I have often wondered how Hillary Clinton won the Massachusetts primary. Massachusetts’s demographics aren’t too different from those of Oklahoma (which had the same type of Democratic primary as Massachusetts, though in Oklahoma independents were not allowed to vote in the GOP primary), and, if anything, non-Asian minorities comprise a greater share of Oklahoma Democratic voters than they do of Massachusetts Democratic voters. The answer was mostly (but not entirely) that the Clinton vote was strongly (but by no means perfectly) correlated with population density, with people living in places with a larger population density tending to vote for Clinton:
The obvious exceptions are towns like Greenfield (72% Sanders), a town with a more elderly, politically independent, white, and poor population than the rest of Massachusetts, Salem (56% Sanders), a somewhat lower-income White-majority town, and Maynard (53% Sanders), a strongly white middle-class area. Other exceptions include super-rich suburbs like Lincoln (60% Clinton), which, not coincidentally, were some of the only places in Massachusetts to vote for Kasich in place of the vulgarian.

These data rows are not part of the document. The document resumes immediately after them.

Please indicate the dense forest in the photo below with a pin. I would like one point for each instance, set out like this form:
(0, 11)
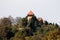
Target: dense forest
(32, 29)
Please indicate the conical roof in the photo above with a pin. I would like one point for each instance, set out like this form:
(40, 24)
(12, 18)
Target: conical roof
(30, 13)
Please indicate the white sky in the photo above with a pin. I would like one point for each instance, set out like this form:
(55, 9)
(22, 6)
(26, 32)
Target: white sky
(47, 9)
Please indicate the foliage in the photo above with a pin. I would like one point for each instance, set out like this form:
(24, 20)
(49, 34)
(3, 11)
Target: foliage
(25, 30)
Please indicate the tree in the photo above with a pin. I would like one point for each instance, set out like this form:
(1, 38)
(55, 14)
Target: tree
(6, 22)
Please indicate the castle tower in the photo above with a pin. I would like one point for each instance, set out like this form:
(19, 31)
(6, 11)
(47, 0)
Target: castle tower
(30, 15)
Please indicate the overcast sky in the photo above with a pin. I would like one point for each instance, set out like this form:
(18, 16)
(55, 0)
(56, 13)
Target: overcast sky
(47, 9)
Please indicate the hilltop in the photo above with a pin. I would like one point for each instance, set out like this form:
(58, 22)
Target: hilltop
(28, 28)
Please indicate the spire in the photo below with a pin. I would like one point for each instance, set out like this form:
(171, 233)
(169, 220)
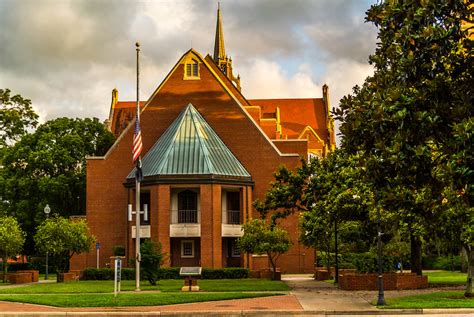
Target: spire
(219, 50)
(220, 58)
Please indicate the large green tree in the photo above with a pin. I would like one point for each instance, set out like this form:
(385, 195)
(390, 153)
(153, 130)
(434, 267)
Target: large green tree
(260, 237)
(49, 167)
(62, 238)
(11, 240)
(16, 117)
(403, 117)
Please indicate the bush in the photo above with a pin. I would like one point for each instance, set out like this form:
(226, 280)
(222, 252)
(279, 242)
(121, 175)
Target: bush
(442, 263)
(225, 273)
(13, 267)
(118, 250)
(167, 273)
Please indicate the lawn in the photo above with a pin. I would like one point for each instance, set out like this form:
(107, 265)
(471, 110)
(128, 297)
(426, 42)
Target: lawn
(433, 300)
(241, 285)
(446, 277)
(125, 299)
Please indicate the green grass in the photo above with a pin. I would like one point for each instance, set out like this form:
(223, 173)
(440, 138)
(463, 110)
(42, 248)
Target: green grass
(241, 285)
(446, 277)
(433, 300)
(130, 299)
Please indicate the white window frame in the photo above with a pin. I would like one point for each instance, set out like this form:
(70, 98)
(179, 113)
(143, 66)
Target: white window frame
(182, 248)
(233, 249)
(192, 65)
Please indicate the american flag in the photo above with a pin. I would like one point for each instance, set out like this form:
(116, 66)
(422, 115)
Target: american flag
(137, 139)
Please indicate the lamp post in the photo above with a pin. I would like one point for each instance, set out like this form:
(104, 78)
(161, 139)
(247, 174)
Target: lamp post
(380, 299)
(46, 210)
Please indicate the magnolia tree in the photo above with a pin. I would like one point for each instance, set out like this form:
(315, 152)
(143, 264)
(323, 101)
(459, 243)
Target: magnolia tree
(61, 238)
(11, 240)
(262, 238)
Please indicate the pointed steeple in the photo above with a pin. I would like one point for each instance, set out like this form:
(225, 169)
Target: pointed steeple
(220, 58)
(219, 49)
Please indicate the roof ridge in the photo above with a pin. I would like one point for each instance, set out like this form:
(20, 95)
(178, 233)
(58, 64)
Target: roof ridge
(201, 144)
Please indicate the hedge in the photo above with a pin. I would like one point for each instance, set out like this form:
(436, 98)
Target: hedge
(165, 273)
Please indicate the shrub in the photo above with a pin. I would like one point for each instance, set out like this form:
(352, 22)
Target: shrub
(118, 250)
(165, 273)
(13, 267)
(442, 263)
(225, 273)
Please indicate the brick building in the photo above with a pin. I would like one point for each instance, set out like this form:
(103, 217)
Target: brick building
(208, 153)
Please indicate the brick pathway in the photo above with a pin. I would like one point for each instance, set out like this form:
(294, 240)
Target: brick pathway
(274, 303)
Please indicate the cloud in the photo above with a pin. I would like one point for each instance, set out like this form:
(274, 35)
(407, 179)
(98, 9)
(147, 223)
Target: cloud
(266, 79)
(67, 55)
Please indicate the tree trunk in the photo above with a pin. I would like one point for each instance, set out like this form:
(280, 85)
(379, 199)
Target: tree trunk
(273, 264)
(415, 256)
(464, 260)
(470, 270)
(4, 262)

Indeed, every place in Massachusetts Kasich won other than Amherst (college town; strongly Democratic, median age 22) and Mount Washington (a 100% White negligibly-settled area) went for Billary. The most Clinton-leaning places in Massachusetts were Lawrence (heavily Hispanic), Wellesley (well-educated rich suburb, one of the most anti-Trump places in Massachusetts), and Weston (rich suburb, went for Kasich).
So Massachusetts went for Clinton instead of Sanders because it was too filled with rich suburban elitists and urban people. Oklahoma went for Sanders instead of Clinton because independents were not allowed to vote for the vulgarian and because there were nowhere near enough rich suburban elitists and urban people in Oklahoma to swing the primary election to Clinton.